The policy that was being challenged had been accepted by presidents Clinton, Bush and Obama, even though the number of embryonic stem cell lines (the scientifically valuable products of embryos), that could be used in federally funded research was limited. This limit was challenged by the scientific community, and even by his own NIH director, as severely hampering the research. President Obama allowed more lines to be funded once the ethical nature of their donation had been checked.
Then in 2009 two scientists who worked on "adult" stem cells argued that they were subject to unfair competition from their peers in grants competition. The 1996 Dickey-Wicker amendment to the NIH budget banning research that could harm embryos was being violated, they said, putting them at a disadvantage in obtaining funding for their non-embryonic stem cell line work.
This argument had already failed before one three-judge panel last year, and on August 24 an appeal court panel agreed with the lower court that no harm was being done to embryos using federal funds. Notably, the panel was chaired by a Reagan appointee and the other members were both appointed by the presidents Bush.
The apparent end of this case (further appeals are possible but almost certainly futile) should help to establish that basic medical research on all types of stem cells, including embryonic, is now part of normal laboratory practice. However, a new presidential administration could again revise the policy, even though the many new cell lines authorized under President Obama are now being integrated into important medical studies.
Opponents argue that a process that appears to make adult stem cells resemble embryonic stem cells is replacing the controversial cell lines, but it is uncertain whether the non-embryonic cells can be made to function in the ways that make the embryonic cell lines so valuable. Scientists are working on that now. But the "induced pluripotent stem cells," the adult-derived kind, still must be compared to embryonic stem cells to test their potency. Ironically, the more-controversial embryonic cells are needed in order for the new uncontroversial cell lines to be made useful.
This subtlety can't be reduced to a bumper sticker, but the bottom line can. President Obana's position has been clear, as was Senator McCain's four years ago, that federal funding of embryonic stem cell research on diseases like Parkinson's, Alzheimers, diabetes and multiple sclerosis should be continued.
Romney's position so far is unclear.
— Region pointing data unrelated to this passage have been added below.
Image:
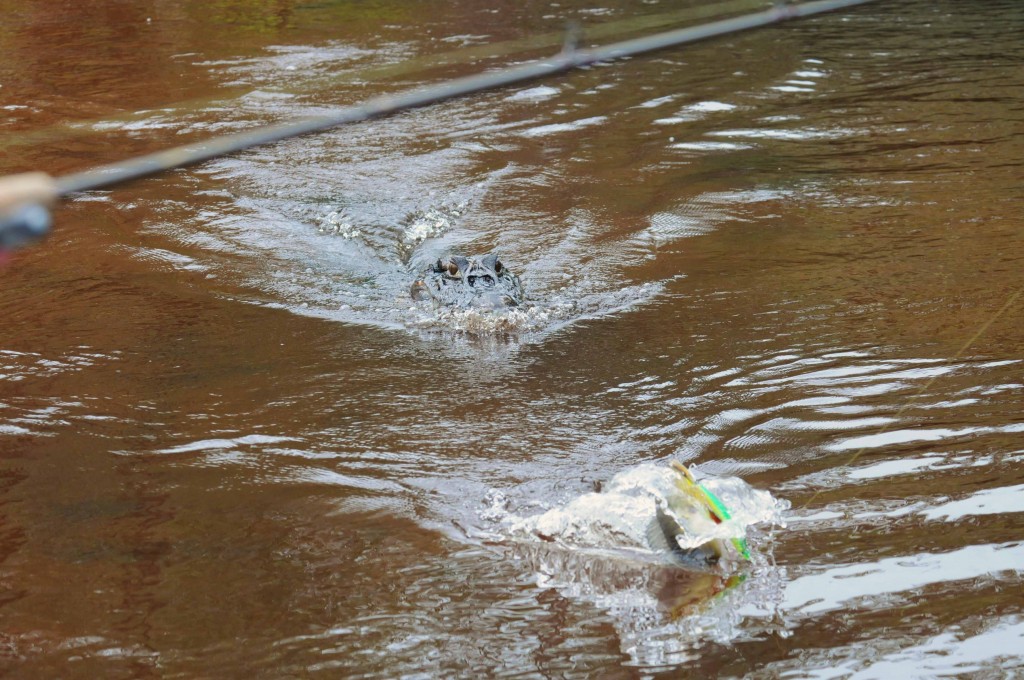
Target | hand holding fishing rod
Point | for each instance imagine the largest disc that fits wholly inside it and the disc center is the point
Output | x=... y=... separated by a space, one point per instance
x=25 y=199
x=25 y=215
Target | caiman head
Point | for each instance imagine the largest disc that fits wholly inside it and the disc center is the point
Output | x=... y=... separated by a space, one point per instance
x=470 y=282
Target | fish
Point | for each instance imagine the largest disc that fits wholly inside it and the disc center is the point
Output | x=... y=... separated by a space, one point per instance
x=692 y=506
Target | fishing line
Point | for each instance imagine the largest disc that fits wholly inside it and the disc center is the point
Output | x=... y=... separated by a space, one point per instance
x=924 y=388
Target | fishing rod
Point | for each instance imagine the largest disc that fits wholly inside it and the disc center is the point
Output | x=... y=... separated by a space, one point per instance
x=26 y=199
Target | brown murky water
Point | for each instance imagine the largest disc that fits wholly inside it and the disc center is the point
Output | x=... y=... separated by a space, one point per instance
x=228 y=448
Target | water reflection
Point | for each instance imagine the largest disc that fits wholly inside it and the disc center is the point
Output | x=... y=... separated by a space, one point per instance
x=226 y=443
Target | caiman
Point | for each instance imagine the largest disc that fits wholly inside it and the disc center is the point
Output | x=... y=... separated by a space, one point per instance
x=469 y=282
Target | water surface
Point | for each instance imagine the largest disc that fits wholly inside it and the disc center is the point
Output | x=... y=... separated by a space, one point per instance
x=230 y=444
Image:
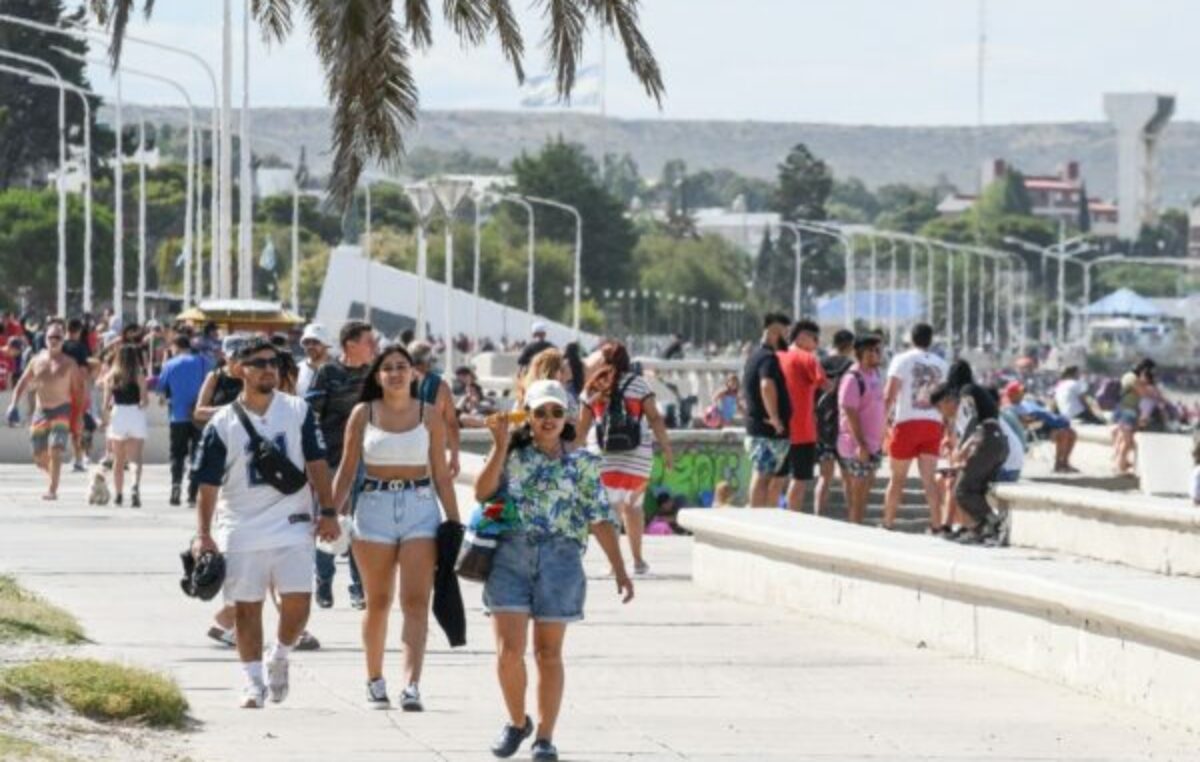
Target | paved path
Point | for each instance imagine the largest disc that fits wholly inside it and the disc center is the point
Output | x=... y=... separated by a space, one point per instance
x=677 y=675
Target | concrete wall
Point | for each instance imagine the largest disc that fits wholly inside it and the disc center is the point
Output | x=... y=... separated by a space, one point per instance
x=1115 y=641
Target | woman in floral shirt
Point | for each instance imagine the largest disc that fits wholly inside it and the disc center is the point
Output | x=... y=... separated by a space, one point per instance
x=538 y=568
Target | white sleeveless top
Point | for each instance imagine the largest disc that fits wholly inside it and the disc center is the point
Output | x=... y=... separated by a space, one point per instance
x=396 y=448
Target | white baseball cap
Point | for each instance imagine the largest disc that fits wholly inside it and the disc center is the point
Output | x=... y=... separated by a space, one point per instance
x=545 y=391
x=315 y=331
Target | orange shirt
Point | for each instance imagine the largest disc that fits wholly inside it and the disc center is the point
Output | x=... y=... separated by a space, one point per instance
x=803 y=376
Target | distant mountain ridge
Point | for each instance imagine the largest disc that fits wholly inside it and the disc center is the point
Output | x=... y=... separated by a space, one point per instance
x=875 y=154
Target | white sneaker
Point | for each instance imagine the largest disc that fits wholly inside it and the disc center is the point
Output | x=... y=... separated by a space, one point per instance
x=253 y=696
x=377 y=694
x=277 y=679
x=411 y=700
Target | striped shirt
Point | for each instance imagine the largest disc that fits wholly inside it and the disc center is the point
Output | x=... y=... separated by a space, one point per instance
x=636 y=462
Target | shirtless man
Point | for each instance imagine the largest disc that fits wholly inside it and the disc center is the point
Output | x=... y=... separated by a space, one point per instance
x=55 y=381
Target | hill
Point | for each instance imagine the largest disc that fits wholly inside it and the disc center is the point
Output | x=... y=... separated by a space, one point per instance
x=876 y=155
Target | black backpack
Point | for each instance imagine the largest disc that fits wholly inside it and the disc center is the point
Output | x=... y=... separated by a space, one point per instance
x=618 y=431
x=827 y=405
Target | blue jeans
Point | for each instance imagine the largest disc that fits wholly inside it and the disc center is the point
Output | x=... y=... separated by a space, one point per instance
x=537 y=575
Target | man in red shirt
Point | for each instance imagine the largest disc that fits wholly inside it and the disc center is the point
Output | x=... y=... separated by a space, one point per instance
x=803 y=376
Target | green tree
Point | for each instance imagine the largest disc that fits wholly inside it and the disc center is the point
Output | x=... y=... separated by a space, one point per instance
x=803 y=187
x=366 y=47
x=564 y=173
x=1005 y=196
x=29 y=246
x=29 y=136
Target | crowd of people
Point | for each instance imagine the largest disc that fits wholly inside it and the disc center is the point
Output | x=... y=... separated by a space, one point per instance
x=285 y=449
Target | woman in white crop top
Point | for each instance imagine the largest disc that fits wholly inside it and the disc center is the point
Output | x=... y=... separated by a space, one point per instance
x=396 y=517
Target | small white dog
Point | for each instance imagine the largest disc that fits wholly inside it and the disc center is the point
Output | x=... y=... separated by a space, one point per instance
x=100 y=493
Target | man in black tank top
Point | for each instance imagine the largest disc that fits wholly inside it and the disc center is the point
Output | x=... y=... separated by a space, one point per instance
x=333 y=395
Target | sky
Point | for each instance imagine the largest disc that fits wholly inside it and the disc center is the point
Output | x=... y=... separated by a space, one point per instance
x=845 y=61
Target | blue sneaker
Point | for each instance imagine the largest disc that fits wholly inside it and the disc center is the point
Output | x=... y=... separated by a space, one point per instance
x=511 y=738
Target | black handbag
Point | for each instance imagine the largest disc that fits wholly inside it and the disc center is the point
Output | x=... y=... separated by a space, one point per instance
x=475 y=558
x=274 y=466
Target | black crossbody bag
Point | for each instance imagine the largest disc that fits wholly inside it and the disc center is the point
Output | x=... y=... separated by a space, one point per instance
x=275 y=467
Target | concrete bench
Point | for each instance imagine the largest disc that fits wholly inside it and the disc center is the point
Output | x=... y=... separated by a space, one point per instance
x=1120 y=633
x=1151 y=533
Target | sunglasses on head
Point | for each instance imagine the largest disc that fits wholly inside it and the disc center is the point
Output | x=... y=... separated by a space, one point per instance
x=262 y=364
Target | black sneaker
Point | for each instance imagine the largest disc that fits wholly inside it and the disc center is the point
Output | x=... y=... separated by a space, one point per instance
x=511 y=738
x=324 y=593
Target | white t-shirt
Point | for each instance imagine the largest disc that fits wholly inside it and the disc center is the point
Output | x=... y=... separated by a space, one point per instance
x=1068 y=397
x=919 y=372
x=252 y=515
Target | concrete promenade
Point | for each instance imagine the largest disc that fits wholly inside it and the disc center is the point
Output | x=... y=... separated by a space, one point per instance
x=677 y=675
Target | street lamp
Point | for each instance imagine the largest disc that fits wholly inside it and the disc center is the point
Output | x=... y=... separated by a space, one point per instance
x=41 y=81
x=579 y=255
x=63 y=168
x=424 y=203
x=450 y=195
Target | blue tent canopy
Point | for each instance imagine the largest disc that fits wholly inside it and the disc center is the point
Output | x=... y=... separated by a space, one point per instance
x=1123 y=303
x=910 y=306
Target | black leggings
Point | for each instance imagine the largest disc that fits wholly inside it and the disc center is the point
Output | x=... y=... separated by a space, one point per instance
x=981 y=469
x=185 y=438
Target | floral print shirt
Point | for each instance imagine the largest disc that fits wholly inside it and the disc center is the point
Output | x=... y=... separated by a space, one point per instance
x=557 y=496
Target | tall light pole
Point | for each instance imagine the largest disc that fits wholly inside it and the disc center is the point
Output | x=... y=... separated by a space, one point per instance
x=450 y=195
x=190 y=189
x=424 y=203
x=529 y=237
x=579 y=255
x=45 y=82
x=61 y=301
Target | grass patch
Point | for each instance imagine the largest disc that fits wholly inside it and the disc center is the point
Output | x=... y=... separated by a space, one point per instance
x=24 y=616
x=12 y=748
x=99 y=690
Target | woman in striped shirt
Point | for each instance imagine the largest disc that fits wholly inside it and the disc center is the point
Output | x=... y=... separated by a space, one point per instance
x=627 y=471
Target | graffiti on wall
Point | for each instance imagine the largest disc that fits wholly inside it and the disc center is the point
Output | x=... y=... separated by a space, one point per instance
x=699 y=467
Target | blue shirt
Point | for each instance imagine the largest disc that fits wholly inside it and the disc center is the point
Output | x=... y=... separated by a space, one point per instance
x=180 y=383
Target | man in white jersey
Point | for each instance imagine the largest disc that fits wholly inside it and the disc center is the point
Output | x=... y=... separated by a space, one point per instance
x=267 y=537
x=916 y=424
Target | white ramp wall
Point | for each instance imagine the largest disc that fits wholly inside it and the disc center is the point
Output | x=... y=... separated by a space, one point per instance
x=391 y=294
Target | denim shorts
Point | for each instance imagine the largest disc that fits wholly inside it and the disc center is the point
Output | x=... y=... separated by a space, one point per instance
x=540 y=576
x=394 y=516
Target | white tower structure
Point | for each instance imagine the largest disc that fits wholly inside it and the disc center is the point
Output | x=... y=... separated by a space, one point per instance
x=1139 y=119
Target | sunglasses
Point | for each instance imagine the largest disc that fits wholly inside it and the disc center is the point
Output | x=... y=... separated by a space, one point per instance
x=262 y=364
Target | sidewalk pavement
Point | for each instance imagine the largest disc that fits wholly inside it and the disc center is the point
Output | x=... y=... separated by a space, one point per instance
x=677 y=675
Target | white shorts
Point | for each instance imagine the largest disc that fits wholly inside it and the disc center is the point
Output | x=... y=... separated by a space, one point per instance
x=129 y=421
x=250 y=574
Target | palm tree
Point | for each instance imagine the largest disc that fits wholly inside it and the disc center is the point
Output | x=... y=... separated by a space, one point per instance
x=366 y=46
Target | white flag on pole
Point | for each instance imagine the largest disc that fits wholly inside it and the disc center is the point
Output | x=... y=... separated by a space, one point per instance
x=543 y=91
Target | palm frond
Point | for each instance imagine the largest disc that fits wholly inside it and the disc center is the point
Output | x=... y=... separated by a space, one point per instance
x=564 y=37
x=370 y=79
x=469 y=19
x=419 y=23
x=622 y=17
x=509 y=34
x=274 y=17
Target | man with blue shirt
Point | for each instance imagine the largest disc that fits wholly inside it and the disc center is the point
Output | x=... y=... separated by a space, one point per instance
x=180 y=385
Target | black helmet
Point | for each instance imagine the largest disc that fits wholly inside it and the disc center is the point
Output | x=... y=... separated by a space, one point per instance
x=202 y=577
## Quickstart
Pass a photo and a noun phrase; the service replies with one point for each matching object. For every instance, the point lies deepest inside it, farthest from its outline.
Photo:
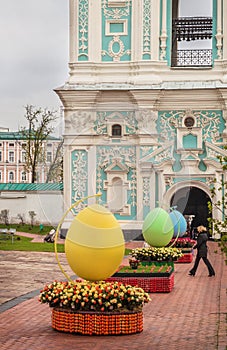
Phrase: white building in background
(145, 105)
(12, 158)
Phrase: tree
(5, 216)
(39, 128)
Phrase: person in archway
(201, 247)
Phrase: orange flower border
(148, 284)
(186, 258)
(97, 323)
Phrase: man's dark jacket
(201, 245)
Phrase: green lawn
(28, 228)
(25, 244)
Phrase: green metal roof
(31, 186)
(17, 135)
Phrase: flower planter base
(149, 284)
(186, 258)
(97, 323)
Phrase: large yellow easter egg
(94, 244)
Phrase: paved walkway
(191, 317)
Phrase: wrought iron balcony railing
(192, 58)
(192, 28)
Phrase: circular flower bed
(182, 243)
(94, 296)
(100, 308)
(157, 254)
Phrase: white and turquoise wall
(120, 74)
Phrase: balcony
(191, 29)
(192, 58)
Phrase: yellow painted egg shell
(94, 244)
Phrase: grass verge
(25, 244)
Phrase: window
(189, 122)
(192, 30)
(117, 201)
(49, 157)
(23, 157)
(116, 130)
(11, 176)
(11, 156)
(23, 176)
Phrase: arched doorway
(192, 201)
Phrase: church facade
(145, 107)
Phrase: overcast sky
(34, 56)
(34, 37)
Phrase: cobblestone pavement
(192, 316)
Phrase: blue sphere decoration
(179, 223)
(157, 228)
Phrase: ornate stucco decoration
(117, 163)
(105, 120)
(146, 191)
(146, 29)
(79, 176)
(147, 120)
(207, 121)
(110, 11)
(159, 155)
(116, 49)
(80, 122)
(83, 29)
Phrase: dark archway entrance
(192, 201)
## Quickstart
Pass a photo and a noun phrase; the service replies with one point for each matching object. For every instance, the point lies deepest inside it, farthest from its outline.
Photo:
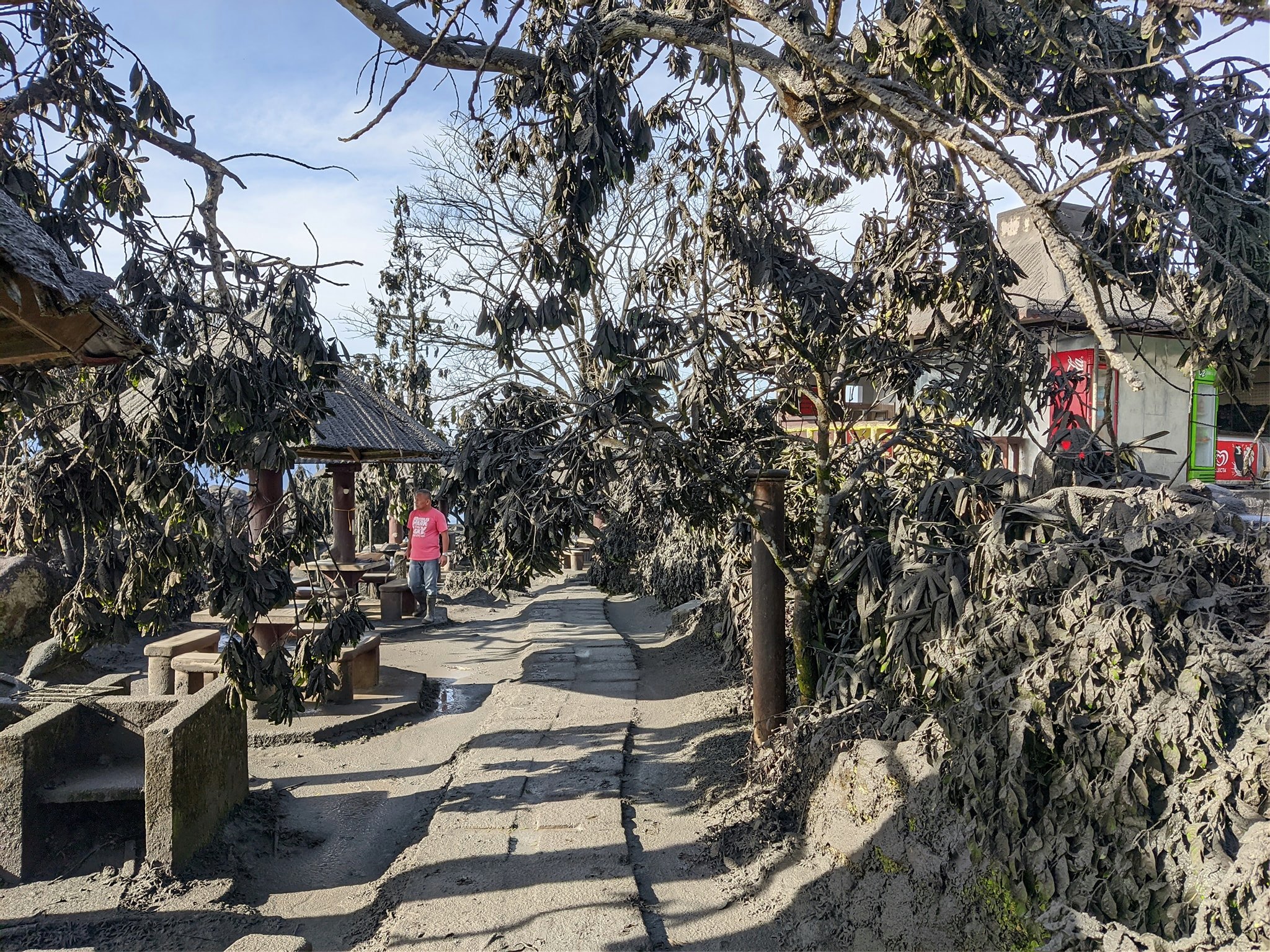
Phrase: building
(51, 311)
(1189, 427)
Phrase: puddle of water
(456, 699)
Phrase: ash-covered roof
(365, 426)
(1043, 295)
(71, 316)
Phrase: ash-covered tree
(402, 322)
(116, 470)
(933, 588)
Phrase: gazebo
(51, 311)
(362, 428)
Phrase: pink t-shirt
(426, 528)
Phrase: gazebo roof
(51, 311)
(366, 427)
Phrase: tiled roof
(1044, 296)
(68, 289)
(365, 426)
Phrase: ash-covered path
(527, 847)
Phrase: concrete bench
(375, 580)
(159, 655)
(195, 669)
(397, 601)
(358, 668)
(162, 771)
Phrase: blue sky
(281, 76)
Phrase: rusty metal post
(343, 509)
(768, 604)
(266, 493)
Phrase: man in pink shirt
(430, 541)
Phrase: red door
(1080, 403)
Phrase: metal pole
(266, 493)
(342, 511)
(768, 604)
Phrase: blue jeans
(425, 578)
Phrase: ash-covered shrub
(682, 565)
(614, 559)
(1100, 663)
(643, 555)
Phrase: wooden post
(768, 604)
(266, 493)
(342, 511)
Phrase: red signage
(1236, 460)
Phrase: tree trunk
(804, 658)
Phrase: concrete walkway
(527, 847)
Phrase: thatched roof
(1043, 295)
(366, 427)
(51, 311)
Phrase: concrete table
(269, 630)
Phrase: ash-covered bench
(397, 601)
(358, 668)
(195, 669)
(161, 654)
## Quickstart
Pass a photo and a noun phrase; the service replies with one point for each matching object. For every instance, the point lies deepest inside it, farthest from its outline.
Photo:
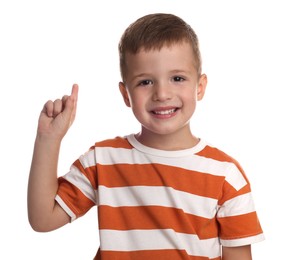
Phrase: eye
(178, 79)
(145, 82)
His campaign website reads like we're back in 2008, promoting non-embryonic sources, without seeming to realize that the state of the science in 2012 relies on various sources of cell lines in the same research study.
It's not a hard question to ask: As president, would Governor Romney support a federal law that banned embryonic stem cell research, regardless of funding source? Or would he ban federal funding and let states and the private sector proceed?
Either would be harmful, but at least the voters should know how much damage would be inflicted.